Consider the fortunes of Graduated Assistants United at URI:
* Last April, students voted, 190 to 20, to be represented by the American
Association of University Professors, the union that represents the URI
faculty.
* Not content to wait the months and perhaps years it takes to hash out any
first contract, URI administrators readily agreed to an interim pact,
immediately granting salary hikes, health coverage, and free parking.
Contrast that with the experience of the Brown Graduate Employees
Organization:
* The December 2001, votes cast by Brown students about whether to be
represented by the United Auto Workers were impounded before they could be
counted, because the university appealed the unionization issue to the National
Labor Relations Board.
* Students now are in a long-term legal waiting game with little information
on when the NLRB may rule. In the meantime, Sheyda Jahanbani, one of the
student organizers, says discussion-type classes are increasing to about 30
students, compared to more manageable 15-student sections.
Why the difference? One startling contrast is the role of the two
presidents.
URI President Robert L. Carothers has taken a positive stance, telling the
state Board of Governors of Higher Education that URI has no objections to the
union.
In an interview last week, Carothers says there was widespread support on the
campus, because improving working conditions might help URI recruit and retain
top-level graduate instructors and researchers.
Also, Carothers says the university's experience with other unions, including
the faculty union, has been positive. "People have a tendency to say that a
labor contract is somehow foisted on you," he says. "But when you negotiate a
contract between parties, the contract belongs to both parties and in many
ways, it resolves things people may fight about."
At Brown, President Ruth J. Simmons's opposition stunned union backers who
thought she would sympathize with their complaints about difficult working
conditions, including low wages of about $14,000 annually.
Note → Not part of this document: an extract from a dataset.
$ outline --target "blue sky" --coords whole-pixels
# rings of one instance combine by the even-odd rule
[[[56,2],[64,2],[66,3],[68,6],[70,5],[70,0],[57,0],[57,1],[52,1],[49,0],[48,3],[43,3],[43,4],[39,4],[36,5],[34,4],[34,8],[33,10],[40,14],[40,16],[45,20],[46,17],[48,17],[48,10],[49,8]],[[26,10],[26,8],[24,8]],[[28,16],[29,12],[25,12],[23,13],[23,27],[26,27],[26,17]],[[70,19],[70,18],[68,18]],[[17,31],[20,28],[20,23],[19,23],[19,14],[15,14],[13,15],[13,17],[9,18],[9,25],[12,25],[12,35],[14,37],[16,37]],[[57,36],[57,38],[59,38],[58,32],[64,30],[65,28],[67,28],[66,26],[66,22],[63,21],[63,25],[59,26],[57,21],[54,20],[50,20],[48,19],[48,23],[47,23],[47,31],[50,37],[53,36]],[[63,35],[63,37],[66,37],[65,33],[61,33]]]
But, as previously
reported (see "Illiberal education," News, December 13, 2001), Simmons has
taken the lead in trying to keep the union out.
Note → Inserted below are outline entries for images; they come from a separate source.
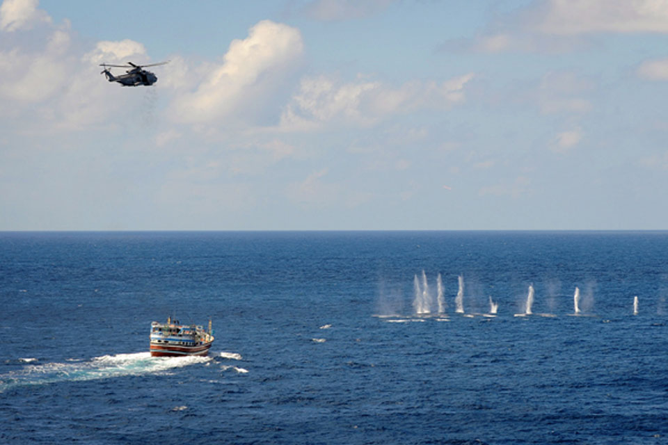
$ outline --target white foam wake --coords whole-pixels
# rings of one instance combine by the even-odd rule
[[[151,357],[150,353],[102,355],[90,360],[30,364],[0,374],[0,392],[15,386],[85,381],[125,375],[159,373],[198,363],[207,357]]]

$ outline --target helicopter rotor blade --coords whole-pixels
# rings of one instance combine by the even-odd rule
[[[142,67],[142,68],[145,68],[145,67],[157,67],[157,66],[160,65],[167,65],[167,64],[169,63],[170,62],[171,62],[171,60],[167,60],[166,62],[160,62],[160,63],[151,63],[150,65],[134,65],[134,63],[133,63],[132,65],[134,65],[134,66],[141,67]],[[132,62],[128,62],[128,63],[132,63]]]
[[[100,66],[104,67],[105,68],[106,67],[111,67],[112,68],[132,68],[132,67],[129,65],[109,65],[109,63],[100,63]]]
Frank R. Annunziato, executive director of URI's AAUP unit, says the vastly
different reactions of Brown and URI are partly explained by differing legal
situations. As a private institution, Brown is covered by the federal NLRB,
which only recently ruled teaching assistants can be unionized. URI is governed
by more liberal state laws.
From his vantage point at URI, Annunziato is as surprised as anyone at
Simmons's position at Brown. "She's a marvelous person, and that's why this is
something," he says. "She shouldn't be doing this. She should be walking with
them [the students]."
But Mark M. Nickel, head of the Brown news bureau, says Simmons's and the
university's stances are based on academic principle. Brown requires most of
its grad students to teach as part of their training, he says, and thus a union
would be negotiating academic requirements.